In [1]:
import torch
import torch.nn as nn
import torch.optim as optim
from torch.utils.data import Dataset, DataLoader, TensorDataset
import torch.nn.functional as F

from torch.cuda.amp import GradScaler, autocast
import numpy as np
import pandas as pd
import matplotlib.pyplot as plt 
from sklearn.model_selection import train_test_split
from sklearn.preprocessing import MinMaxScaler 
device = torch.device('cuda' if torch.cuda.is_available() else 'cpu')
torch.set_float32_matmul_precision('high')

import torch._dynamo
torch._dynamo.config.verbose = True
torch._dynamo.config.suppress_errors = True

In [2]:
input_file = r'D:\School\ADMU\4Y\SEM 1\MATH 199.11\Final\input_gwap_luz.csv'
data = pd.read_csv(input_file)

data = data[['GWAP', 'FLOW_LUZ','GWAP_DR','GWAP_FR','GWAP_RD','GWAP_RU']]  # Select the relevant time series column



scaler = MinMaxScaler(feature_range=(0, 1))
data_scaled = scaler.fit_transform(data.values)

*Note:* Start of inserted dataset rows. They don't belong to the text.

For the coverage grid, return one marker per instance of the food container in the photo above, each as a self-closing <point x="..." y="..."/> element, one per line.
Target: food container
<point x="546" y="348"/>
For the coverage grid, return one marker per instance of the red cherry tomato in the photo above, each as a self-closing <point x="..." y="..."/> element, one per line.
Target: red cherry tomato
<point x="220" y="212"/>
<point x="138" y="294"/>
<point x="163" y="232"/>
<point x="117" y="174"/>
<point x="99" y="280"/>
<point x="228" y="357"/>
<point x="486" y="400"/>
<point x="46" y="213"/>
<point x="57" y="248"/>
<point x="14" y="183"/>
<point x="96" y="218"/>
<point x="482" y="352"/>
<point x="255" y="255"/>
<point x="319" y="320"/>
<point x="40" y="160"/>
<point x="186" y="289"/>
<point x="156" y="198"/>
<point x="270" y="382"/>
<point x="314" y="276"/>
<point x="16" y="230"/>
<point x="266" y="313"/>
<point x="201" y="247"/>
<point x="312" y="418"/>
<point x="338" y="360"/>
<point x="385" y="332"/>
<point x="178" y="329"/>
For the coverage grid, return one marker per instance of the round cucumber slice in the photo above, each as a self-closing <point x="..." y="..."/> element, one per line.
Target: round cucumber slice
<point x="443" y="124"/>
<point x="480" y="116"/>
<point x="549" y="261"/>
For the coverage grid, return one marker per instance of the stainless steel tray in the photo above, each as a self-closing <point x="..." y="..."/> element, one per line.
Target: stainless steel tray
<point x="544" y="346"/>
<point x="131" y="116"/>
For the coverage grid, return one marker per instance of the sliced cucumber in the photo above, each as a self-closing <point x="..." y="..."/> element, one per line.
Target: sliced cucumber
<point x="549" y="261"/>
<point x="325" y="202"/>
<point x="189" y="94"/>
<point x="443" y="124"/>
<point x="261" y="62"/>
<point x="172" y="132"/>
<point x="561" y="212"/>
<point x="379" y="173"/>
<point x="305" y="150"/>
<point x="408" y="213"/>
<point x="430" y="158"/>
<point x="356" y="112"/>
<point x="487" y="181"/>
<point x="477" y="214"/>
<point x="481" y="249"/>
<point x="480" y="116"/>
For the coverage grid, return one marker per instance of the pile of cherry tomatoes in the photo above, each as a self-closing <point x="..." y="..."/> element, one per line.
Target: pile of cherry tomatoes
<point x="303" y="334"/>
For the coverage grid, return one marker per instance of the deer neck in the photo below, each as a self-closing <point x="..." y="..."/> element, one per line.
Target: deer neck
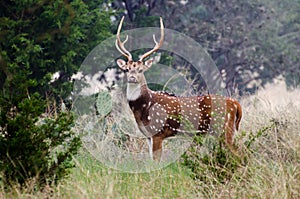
<point x="136" y="90"/>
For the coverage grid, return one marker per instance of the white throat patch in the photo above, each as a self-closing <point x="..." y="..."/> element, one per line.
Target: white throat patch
<point x="133" y="91"/>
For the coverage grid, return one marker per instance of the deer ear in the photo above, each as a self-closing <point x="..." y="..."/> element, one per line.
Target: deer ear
<point x="148" y="63"/>
<point x="121" y="63"/>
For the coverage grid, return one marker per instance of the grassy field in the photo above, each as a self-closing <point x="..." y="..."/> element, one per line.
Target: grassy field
<point x="271" y="127"/>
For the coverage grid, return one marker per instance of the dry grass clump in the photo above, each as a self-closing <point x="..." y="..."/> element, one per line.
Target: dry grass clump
<point x="267" y="165"/>
<point x="270" y="143"/>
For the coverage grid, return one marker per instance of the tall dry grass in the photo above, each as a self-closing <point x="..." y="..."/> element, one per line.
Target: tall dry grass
<point x="271" y="127"/>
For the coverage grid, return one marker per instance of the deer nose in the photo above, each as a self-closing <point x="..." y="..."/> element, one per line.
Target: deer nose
<point x="132" y="79"/>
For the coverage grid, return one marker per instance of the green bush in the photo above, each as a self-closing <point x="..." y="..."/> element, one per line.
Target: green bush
<point x="33" y="148"/>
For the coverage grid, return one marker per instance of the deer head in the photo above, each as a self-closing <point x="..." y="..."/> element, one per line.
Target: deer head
<point x="135" y="69"/>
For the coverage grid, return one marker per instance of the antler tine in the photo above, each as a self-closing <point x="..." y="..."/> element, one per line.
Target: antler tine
<point x="157" y="44"/>
<point x="120" y="45"/>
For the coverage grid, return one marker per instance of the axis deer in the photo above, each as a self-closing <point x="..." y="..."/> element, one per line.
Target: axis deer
<point x="160" y="115"/>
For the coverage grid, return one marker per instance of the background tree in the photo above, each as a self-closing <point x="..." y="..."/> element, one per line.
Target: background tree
<point x="37" y="39"/>
<point x="251" y="42"/>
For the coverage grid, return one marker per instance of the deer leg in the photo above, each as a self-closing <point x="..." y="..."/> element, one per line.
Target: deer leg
<point x="150" y="145"/>
<point x="229" y="128"/>
<point x="157" y="147"/>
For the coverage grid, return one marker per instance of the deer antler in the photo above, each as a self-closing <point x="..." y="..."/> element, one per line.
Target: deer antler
<point x="120" y="45"/>
<point x="157" y="44"/>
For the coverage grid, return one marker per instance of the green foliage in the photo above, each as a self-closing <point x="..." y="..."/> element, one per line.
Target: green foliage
<point x="218" y="160"/>
<point x="37" y="39"/>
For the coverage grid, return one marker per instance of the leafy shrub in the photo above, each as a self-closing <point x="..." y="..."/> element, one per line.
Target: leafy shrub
<point x="35" y="148"/>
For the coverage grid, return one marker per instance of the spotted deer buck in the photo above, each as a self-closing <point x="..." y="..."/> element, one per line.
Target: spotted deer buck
<point x="160" y="115"/>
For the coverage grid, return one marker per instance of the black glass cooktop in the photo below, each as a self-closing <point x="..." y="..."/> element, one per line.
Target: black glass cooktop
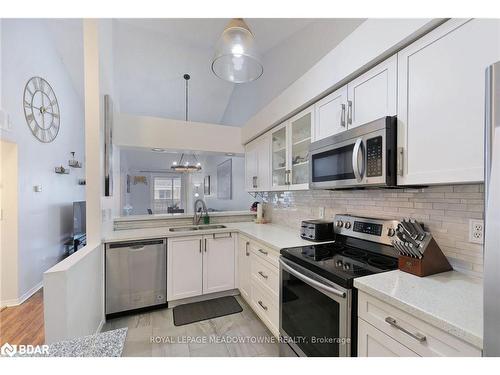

columns = ['GWAP', 'FLOW_LUZ','GWAP_DR','GWAP_FR','GWAP_RD','GWAP_RU']
        
X  = data[columns].values
y = data['GWAP'].values.reshape(-1,1)


In [3]:
class TimeSeriesDataset(Dataset):
    
    def __init__(self, X, y, seq_len):
        self.X = torch.tensor(X).float()
        self.y = torch.tensor(y).float()
        self.seq_len = seq_len
    
    def __len__(self):
        return len(self.X) - self.seq_len + 1
        
    def __getitem__(self, idx):
        return (self.X[idx:idx+self.seq_len], self.y[idx+self.seq_len-1])

In [5]:
train_size = int(0.7 * len(data))  # 70% for training
val_size = int(0.15 * len(data))   # 15% for validation
test_size = len(data) - train_size - val_size  # Remaining 15% for testing

train_data = X[:train_size]
train_labels = y[:train_size]

val_data = X[train_size:train_size + val_size]
val_labels = y[train_size:train_size + val_size]

test_data = X[train_size + val_size:]
test_labels = y[train_size + val_size:]
seq_len=100
batch_size=64

train_dataset = TimeSeriesDataset(train_data, train_labels, seq_len)
train_dataloader = DataLoader(train_dataset, batch_size, shuffle=False)

val_dataset = TimeSeriesDataset(val_data, val_labels, seq_len)    
val_dataloader = DataLoader(val_dataset, batch_size, shuffle=False) 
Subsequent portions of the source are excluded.